What is understanding? What is the meaning of understanding? To understand is actually a form of learning. Understanding comes before knowing, once we have understood then we will know. Perhaps one could call knowledge the end result of an understanding process. Learning to understand is therefore the same as to understand learning. Why or when do we need to understand? When we are faced with a problem. When we are faced with something we do not (completely) know. The confrontation with a problem creates this need to understand because without a problem there would be nothing left to understand and we would simply know. To understand a problem is therefore to deal with a question, it is to deal with the fact that one does not know. When we try to understand, we are trying to get to the root of the question. We are trying to discover it’s meaning, to learn it’s meaning. Learning is in fact the only way to understand. Learning always starts with the discovery of that one does not know, where else could it start? Who has the ability to understand? We have! We, the subject! But somehow in our daily life when we try to understand a problem we literally try to understand the problem and we fully focus on the problem itself. We choose to understand the object (the problem is object). But what is there to understand in the object really? We only need a little bit of logic to see that there is nothing to understand in the object itself for the object cannot learn for our understanding. We, the subject, can only learn for our own understanding. Remember that to understand here means to learn; understanding is a learning process that takes place within the subject. Normally we act as if understanding means a changing process of the object. Once faced with a problem (the object) we wish to change the problem and this is how we initially start our process of understanding.
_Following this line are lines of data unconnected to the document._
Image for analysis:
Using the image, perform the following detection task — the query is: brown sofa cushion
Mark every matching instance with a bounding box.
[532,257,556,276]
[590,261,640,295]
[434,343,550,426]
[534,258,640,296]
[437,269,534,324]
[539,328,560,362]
This is our dominant way of approaching a question. We do not so much try to give an answer to the question as we are trying to change the question instead. We believe that we need to understand something outside of ourselves. This is quite easy to observe in oneself. In reality it is of course always a matter of trying to understand ourselves, to learn about ourselves and it always starts with the recognition that we do not know. Once observed it takes little effort to see the logic and yet it remains far away from our daily practice and experience.
In our relationship with others we follow the same pattern. Example, when we tell someone “I am trying to understand you”, what is it that we are actually telling? Of course first of all we are saying we do not understand the other. So far so good! We hardly ever understand each other, so this kind of thinking is still realistic. But the second thing we generally silently also say is that we wish to change the other. We wish to change the other for our own understanding. This is totally impossible. There is no way to understand the other if we do not understand ourselves. To understand ourselves however is to understand the other. Are we not all the same? Do we not all have the same emotions? Whatever gives rise to an emotion may differ from person to person but the emotion itself is the same for all of us. Is it not all about being aware of having the same emotions instead of believing we are having different emotions. To have understanding for oneself or for another is ultimately the acceptance of this notion of being the same. The moment we fully understand ourselves there is nothing to understand outside because we are all ultimately the same. With understanding comes space. With understanding there is space for direct interaction and relationship. Until we do not understand ourselves we will be running around in circles and we will face continuous complications in our relationships. This is so logical and yet all of us are running in circles all the time. For this we must learn to take subjective responsibility.
The first step to do this successfully is the recognition of the fact that we do not know. Step two is our response, that means we decide to learn. To learn is to change oneself and not to change the other but to have understanding for the other instead. SRA is always about changing oneself and instantaneously creating space for the other.